2014年2月7日から開催されるソチオリンピック。冬のオリンピックでメダルを期待される競技のひとつが、フィギュアスケートです。浅田真央選手がソチオリンピックを機に引退の意向を明らかにしたことでも注目を浴びています。

 フィギュアスケートは今や人気の競技となりましたが、どのような点数の付け方をしているのか、どのようにジャンプを見分けているのか等、素人にとっては難しいのも事実。さらに、演技を終えてから点数が出るのを待つために座る場所であるキス&クライでは、それぞれのコーチと選手がどんな会話を交わしているのかということについても気になるところです。

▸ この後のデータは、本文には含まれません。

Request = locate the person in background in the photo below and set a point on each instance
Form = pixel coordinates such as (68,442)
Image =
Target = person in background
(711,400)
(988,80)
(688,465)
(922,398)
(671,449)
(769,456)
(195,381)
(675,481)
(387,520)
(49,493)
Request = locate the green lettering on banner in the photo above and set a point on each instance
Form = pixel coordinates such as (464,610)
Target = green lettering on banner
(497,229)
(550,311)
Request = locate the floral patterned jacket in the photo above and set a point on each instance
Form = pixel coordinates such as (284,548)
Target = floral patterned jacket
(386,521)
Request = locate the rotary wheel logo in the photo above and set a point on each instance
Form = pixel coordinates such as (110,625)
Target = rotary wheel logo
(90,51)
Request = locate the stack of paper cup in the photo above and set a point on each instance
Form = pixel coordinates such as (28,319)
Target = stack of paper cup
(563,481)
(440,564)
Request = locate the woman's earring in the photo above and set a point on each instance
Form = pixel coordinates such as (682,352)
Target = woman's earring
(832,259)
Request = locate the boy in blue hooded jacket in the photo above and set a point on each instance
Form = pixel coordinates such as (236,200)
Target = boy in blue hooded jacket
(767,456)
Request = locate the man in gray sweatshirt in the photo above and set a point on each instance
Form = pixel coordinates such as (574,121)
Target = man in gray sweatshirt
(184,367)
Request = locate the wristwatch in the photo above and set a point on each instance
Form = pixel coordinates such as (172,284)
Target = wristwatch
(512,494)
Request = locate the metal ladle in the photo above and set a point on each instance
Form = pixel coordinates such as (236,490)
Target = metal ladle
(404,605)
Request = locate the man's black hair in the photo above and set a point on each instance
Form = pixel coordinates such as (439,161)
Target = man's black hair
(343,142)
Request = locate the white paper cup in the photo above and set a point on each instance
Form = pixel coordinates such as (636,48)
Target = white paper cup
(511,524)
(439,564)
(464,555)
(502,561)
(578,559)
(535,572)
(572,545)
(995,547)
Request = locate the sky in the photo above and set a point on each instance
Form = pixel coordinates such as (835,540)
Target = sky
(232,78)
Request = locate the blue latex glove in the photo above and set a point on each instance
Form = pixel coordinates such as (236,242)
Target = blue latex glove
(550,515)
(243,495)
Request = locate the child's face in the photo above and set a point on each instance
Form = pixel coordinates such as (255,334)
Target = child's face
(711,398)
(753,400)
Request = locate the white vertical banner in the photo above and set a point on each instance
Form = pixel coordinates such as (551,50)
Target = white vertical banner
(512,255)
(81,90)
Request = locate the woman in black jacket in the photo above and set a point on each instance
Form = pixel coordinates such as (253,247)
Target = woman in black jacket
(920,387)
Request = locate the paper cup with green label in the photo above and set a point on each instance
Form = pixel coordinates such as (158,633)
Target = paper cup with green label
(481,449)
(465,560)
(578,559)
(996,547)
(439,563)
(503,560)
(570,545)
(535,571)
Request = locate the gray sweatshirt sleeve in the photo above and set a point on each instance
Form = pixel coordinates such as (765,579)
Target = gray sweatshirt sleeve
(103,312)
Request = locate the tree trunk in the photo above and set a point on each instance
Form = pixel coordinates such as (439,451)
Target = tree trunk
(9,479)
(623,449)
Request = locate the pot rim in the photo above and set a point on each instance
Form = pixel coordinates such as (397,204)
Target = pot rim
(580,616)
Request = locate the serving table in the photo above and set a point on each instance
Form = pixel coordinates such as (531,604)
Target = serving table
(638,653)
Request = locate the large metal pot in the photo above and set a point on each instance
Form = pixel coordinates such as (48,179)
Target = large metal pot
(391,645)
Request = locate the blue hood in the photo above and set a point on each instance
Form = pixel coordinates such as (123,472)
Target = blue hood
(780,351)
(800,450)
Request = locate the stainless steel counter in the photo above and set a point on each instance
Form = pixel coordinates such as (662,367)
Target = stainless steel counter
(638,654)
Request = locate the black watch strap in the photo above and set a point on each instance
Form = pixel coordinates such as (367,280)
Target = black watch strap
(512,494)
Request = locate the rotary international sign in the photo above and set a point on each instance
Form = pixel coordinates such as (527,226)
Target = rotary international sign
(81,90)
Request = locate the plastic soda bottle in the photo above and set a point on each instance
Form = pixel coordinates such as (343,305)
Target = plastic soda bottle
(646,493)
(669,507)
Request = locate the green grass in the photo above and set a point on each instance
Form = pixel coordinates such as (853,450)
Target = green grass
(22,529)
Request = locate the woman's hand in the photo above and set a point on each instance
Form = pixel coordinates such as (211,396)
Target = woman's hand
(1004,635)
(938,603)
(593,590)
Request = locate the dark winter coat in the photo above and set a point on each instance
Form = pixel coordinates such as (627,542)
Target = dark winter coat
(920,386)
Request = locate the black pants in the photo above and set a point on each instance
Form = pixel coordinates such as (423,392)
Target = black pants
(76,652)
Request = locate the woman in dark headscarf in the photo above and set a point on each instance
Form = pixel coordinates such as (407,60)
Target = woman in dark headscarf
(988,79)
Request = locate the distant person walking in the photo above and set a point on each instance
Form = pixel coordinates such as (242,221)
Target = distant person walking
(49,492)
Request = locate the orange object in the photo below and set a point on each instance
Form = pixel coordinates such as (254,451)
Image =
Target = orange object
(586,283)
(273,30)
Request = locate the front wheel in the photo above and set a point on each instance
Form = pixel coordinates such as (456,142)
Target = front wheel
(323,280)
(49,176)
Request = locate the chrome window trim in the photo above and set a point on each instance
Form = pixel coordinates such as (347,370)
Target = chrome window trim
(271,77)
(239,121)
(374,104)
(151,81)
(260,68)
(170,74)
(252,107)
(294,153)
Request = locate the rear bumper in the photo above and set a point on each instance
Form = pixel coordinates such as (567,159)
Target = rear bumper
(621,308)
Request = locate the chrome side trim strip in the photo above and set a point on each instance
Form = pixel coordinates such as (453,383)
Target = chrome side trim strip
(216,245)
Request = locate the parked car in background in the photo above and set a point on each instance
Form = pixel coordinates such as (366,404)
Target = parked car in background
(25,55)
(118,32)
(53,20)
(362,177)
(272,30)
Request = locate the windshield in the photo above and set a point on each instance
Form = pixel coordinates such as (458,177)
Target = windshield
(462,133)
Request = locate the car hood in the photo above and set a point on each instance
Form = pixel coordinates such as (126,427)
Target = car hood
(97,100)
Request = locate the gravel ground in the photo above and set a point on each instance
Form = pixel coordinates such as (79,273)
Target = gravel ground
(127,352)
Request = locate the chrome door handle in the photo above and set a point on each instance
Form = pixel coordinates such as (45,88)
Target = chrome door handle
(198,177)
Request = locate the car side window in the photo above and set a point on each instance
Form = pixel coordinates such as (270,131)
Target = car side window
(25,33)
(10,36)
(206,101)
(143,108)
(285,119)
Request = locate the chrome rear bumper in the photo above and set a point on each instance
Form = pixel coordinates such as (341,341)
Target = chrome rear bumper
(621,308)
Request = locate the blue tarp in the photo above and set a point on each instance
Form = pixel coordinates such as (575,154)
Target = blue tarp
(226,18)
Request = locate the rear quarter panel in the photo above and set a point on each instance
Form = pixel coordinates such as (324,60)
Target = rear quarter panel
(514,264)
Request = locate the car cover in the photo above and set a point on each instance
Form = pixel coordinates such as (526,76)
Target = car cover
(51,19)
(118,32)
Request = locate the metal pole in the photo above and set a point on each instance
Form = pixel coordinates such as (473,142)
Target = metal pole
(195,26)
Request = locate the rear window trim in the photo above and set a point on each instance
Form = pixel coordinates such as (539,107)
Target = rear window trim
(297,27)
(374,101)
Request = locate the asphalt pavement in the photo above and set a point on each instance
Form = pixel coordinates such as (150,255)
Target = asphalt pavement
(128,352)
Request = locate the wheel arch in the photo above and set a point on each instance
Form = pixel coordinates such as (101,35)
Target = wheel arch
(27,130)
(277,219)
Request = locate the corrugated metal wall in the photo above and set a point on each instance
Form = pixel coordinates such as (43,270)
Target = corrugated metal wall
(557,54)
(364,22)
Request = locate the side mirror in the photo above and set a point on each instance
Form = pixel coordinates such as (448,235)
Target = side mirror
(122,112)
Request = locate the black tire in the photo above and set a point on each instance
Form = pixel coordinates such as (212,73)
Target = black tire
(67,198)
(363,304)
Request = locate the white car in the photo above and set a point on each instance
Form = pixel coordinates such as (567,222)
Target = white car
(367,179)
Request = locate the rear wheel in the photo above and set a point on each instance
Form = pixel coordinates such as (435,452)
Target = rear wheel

 2006年に開催されたトリノオリンピックで見事金メダルを獲得した荒川静香さんは、著書『誰も知らなかった 知って感じるフィギュアスケート観戦術』の中で自身の体験を踏まえた上で、フィギュアスケートについて解説しています。

 荒川さんは、フィギュアスケートでジャッジが判断しているポイントを「体重の乗っていないほうの足、いわゆるフリーレッグの足さばき」とし、その足のつま先まで神経が行き届いている細かい点を見ているのだといいます。一見ダイナミックな技や感情のこもった演技に惹かれがちではありますが、そうした細かい部分こそが、高得点のポイントなのだそうです。

 また、フィギュアスケートでのジャンプは、ループ・サルコウ・トウループ・アクセル・ルッツ・フリップの6種類。全てジャンプの踏み切り方によって、その技が決まります。本書には分かりやすい図解付きで掲載されているため、これを頭に入れておくだけで、より面白く観戦ができるはず。

 最後に、演技を終えてから点数が出るまで座る場所のキス&クライでのドラマも見所です。選手とコーチの会話を音声が拾いあげることはありませんが、彼らは直前の演技についての映像を見ながら話し合っているそうです。そもそも、キス&クライという名前が付いた理由を「出てきた点数を見て選手とコーチや振付師がキスやハグを交わしたり、嬉し涙、悔し涙を流したりするので、そう呼ばれるようになったのでしょう」と解説します。それぞれの演技の点数によって選手達とコーチ達の会話が違うため、毎回ちょっとしたドラマが繰り広げられているといいます。

 「いずれもそれぞれ、選手の性格、個性が垣間見える場面の一つ」と語る荒川さん自身も、トリノオリンピックでのキス&クライでは笑顔を見せてガッツポーズをしていたことも懐かしいです。

 技や評価基準、裏に隠されているドラマを知れば、いつものフィギュアスケートも一歩踏み込んで観戦することができるのではないでしょうか。今年のソチオリンピックフィギュアスケートで、女神にキスをされる選手は一体誰なのか、楽しみなところです。